Esa tarde fui el primero en llegar a la facultad, que estaba cerrada por la huelga. Había comido con mi padre, que me había contado que se habían vendido varios cuadros en la galería. Él estaba contento, yo me sentí indiferente. Me dijo que el dinero me lo daba la próxima semana. Me daba igual, no lo necesitaba. Cuando bajé del taxi y entré al edificio donde íbamos a tener la reunión, aún pensaba en mi padre, a pesar de que lo que me llamó la atención fue la oscuridad del pasillo principal. La puerta estaba cerrada, pero con un par de golpes con el hombro pude abrirla. Entré al salón de la junta, y cuando quise encender la luz, el foco estaba fundido. Fui a buscar uno a la salita de mantenimiento, pero no encontré nada.

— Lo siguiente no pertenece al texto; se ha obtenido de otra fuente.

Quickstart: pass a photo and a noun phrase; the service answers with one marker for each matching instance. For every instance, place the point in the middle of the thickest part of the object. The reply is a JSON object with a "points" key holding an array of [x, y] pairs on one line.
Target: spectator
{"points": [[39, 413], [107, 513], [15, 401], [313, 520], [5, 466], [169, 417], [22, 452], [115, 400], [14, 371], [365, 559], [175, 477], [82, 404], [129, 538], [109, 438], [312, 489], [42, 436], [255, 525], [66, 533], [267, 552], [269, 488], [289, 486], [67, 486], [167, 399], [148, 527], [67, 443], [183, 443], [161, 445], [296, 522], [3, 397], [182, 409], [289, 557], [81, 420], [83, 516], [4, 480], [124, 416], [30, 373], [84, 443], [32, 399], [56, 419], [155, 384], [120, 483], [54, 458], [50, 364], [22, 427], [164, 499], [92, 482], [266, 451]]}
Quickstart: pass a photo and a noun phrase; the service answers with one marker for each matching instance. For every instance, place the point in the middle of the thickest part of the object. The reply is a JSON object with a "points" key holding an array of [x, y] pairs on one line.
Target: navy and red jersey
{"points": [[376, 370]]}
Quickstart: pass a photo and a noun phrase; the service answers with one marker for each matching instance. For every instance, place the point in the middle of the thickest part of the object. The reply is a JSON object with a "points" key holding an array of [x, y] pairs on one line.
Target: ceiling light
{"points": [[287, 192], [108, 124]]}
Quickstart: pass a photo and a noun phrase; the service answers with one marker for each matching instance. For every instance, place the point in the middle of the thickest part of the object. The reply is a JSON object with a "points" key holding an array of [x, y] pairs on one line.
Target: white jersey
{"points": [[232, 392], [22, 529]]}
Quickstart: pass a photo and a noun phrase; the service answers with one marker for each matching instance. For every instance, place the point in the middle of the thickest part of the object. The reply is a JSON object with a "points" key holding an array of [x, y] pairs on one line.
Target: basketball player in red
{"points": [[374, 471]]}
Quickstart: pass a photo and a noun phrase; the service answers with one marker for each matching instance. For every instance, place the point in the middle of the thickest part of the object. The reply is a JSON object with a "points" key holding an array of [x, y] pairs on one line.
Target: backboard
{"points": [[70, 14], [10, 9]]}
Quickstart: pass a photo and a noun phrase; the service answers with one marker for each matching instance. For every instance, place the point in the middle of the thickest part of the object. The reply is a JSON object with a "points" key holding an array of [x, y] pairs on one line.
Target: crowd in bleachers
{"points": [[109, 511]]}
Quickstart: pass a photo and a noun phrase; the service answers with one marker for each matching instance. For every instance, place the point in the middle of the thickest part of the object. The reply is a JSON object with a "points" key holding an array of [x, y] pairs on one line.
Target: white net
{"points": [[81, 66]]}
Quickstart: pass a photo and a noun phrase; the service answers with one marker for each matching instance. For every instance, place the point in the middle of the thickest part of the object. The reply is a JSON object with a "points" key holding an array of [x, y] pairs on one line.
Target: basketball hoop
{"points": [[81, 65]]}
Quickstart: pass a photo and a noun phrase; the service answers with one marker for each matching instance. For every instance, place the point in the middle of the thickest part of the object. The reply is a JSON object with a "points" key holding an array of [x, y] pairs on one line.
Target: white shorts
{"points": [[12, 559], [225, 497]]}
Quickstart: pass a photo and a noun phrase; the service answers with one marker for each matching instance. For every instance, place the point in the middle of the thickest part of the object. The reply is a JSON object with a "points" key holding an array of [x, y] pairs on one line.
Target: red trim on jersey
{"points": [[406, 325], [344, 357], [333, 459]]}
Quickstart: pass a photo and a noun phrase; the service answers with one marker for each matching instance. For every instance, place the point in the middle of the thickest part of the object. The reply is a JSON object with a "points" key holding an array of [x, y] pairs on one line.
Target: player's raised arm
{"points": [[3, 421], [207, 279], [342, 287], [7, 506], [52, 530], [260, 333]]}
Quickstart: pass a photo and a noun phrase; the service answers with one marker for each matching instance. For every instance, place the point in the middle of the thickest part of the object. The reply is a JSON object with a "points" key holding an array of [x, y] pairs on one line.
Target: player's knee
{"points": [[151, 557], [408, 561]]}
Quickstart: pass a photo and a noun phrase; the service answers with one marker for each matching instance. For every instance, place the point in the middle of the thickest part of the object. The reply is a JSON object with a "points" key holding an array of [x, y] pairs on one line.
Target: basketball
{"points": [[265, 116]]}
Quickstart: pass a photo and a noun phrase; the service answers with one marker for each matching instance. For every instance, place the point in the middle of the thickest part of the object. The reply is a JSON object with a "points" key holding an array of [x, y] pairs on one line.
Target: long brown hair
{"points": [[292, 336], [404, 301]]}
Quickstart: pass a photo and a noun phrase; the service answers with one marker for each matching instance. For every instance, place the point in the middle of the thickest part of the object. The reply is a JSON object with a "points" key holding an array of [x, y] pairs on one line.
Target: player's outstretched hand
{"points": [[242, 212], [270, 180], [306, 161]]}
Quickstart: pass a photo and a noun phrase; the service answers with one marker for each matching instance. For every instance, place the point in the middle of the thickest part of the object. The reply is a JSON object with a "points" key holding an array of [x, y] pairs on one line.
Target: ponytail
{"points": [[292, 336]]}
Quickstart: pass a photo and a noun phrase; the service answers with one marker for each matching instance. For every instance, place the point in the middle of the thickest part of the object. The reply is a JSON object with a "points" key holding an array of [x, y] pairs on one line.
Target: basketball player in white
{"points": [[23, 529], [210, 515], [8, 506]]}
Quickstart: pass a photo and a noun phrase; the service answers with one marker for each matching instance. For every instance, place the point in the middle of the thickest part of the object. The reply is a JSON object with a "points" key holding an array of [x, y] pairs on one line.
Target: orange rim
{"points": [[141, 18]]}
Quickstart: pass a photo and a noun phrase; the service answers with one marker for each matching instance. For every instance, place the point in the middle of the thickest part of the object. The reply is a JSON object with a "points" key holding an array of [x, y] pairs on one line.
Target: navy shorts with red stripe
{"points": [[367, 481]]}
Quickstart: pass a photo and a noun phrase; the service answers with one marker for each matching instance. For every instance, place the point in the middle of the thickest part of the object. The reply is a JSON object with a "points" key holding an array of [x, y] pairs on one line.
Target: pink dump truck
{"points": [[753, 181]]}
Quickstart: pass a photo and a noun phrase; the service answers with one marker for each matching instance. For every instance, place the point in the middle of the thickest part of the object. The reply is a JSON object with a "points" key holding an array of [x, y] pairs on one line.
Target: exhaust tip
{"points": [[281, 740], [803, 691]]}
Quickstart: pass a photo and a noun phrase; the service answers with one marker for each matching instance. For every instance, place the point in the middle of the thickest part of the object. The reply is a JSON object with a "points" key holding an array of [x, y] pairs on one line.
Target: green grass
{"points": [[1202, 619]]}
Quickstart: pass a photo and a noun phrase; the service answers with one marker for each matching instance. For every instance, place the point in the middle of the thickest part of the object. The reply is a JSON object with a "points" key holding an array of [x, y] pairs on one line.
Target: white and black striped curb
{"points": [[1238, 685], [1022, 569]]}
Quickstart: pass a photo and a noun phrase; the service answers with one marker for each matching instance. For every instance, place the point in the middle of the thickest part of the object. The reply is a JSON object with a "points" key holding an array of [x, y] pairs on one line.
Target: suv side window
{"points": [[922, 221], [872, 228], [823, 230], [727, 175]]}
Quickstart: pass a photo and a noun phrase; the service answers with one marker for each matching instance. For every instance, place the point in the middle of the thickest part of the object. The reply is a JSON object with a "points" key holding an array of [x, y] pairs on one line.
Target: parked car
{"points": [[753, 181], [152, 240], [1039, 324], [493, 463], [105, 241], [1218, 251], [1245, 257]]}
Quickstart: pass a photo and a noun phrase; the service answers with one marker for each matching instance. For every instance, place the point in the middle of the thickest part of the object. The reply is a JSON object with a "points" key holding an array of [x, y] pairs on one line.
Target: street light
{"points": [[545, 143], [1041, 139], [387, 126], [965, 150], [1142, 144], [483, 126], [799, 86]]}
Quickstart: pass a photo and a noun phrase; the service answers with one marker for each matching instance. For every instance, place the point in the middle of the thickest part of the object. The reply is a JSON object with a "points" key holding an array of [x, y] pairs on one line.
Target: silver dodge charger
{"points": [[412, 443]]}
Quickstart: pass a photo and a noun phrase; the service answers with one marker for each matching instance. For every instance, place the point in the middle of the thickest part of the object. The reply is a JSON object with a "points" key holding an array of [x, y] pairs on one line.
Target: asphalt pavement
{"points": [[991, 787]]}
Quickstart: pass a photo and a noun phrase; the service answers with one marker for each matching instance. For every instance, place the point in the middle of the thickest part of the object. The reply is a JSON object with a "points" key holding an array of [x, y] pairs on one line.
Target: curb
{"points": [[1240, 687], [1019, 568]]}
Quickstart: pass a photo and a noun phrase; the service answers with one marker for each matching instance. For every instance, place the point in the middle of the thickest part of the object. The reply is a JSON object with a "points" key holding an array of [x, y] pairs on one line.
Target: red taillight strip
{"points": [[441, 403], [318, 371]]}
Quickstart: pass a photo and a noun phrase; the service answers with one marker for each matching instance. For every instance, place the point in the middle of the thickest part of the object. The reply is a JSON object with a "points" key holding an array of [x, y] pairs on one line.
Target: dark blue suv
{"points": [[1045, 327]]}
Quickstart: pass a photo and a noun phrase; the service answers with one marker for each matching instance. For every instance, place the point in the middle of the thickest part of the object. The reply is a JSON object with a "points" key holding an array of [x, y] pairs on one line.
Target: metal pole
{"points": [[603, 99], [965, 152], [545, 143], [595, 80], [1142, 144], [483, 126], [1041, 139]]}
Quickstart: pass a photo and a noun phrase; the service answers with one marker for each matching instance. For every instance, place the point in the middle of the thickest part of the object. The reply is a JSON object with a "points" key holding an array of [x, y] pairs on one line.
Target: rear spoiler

El día estaba nublado y muy pronto iba a llover. Hacía frío. Mucho frío. Mi padre estaba a punto de engriparse y creo que me pasó algún virus a la garganta. La temperatura estaba a dos grados. Tampoco había calefacción en la facultad. Al rato fueron llegando los compañeros, todos quejándose del clima y de la oscuridad de la sala. ¿No hay luz en ningún lado?, preguntaban cuando entró Mía con un termo de té y un foco, y aclaró que hacía años que no les daban para comprar esas cosas, que los teníamos que traer de la casa. Todos nos arrebujamos alrededor suyo con unos vasitos de plástico para calentarnos. Cada quien sacó algo de sus mochilas. Galletitas, manzanas, bananas, todo en común para la merienda. Yo no llevaba nada.